US halting funding to WHO unethical: China's top epidemiologist

Source:Global Times Published: 2020/4/15 11:28:56

Photo taken on Jan. 30, 2020 shows the headquarters of the World Health Organization (WHO) in Geneva, Switzerland.(Xinhua/Chen Junxia)

By halting funding to the World Health Organization, the US is only trying to divert attention from its failure to handle its domestic epidemic, China's top epidemiologist said on Wednesday, noting that the US decision is "unethical."

In a speech at the White House, US President Donald Trump accused the WHO of "severely mismanaging and covering up the spread of the coronavirus." Trump criticized the international health agency for making a "disastrous" decision to oppose travel restrictions from China. 

"This is a very bad sign, but can the US defeat its domestic epidemic by halting funding to the WHO?" asked Zeng Guang, chief epidemiologist at the Chinese Center for Disease Control and Prevention.

Zeng told the Global Times that the world is making efforts to fight the COVID-19 pandemic and now is the right time for the WHO to play its role, but the US is only trying to divert attention by halting funding to the organization. "The US has not responded to the epidemic properly and its accusations against the WHO go against the facts. This is unethical and will only make it more isolated in the world." 

"It is no longer a world of unilateralism, but multilateralism," Zeng said, noting that the US withdrawal of funds may not have a domino effect, as other countries may not follow the US lead. 

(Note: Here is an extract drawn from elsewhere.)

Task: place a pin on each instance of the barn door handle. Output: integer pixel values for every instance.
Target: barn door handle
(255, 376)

According to the introduction of the WHO, its program funds come mainly from two sources - assessed contributions made by member states relative to their wealth and population, and also voluntary contributions.

The US is the biggest financial contributor to the WHO for 2020-2021, accounting for 22 percent of the total assessed contributions from the organization's member states, according to WHO data. 

Zeng said the US suspension of funds to the WHO won't impact the international health organization in its sharing of information with the world, but may result in a shortage of funds for staff salaries and some projects. As the US is yet to declare that it will withdraw from the WHO, US officials will continue to attend WHO meetings, which is quite disgraceful, Zeng said. 

Commenting on whether China is considering increasing its funding for the WHO, Zeng said it is within China's capability to support the organization financially, but the WHO should not be backed only by one nation. Worldwide nations should jointly increase support for the WHO, otherwise the US may use this as an excuse to attack other countries. 

The data issued by the WHO said China accounted for 12 percent of total assessed contributions for the 2020-2021 period. 

Assessed contributions have declined as an overall percentage of the program budget and have accounted for less than one quarter of the organization's financing for years. The balance is made up through voluntary contributions, the WHO said. 

But assessed contributions by member states remain a key source of financing for the WHO, as it provides a level of predictability and helps to minimize dependence on a narrow donor base, allowing resources to be aligned to the program budget.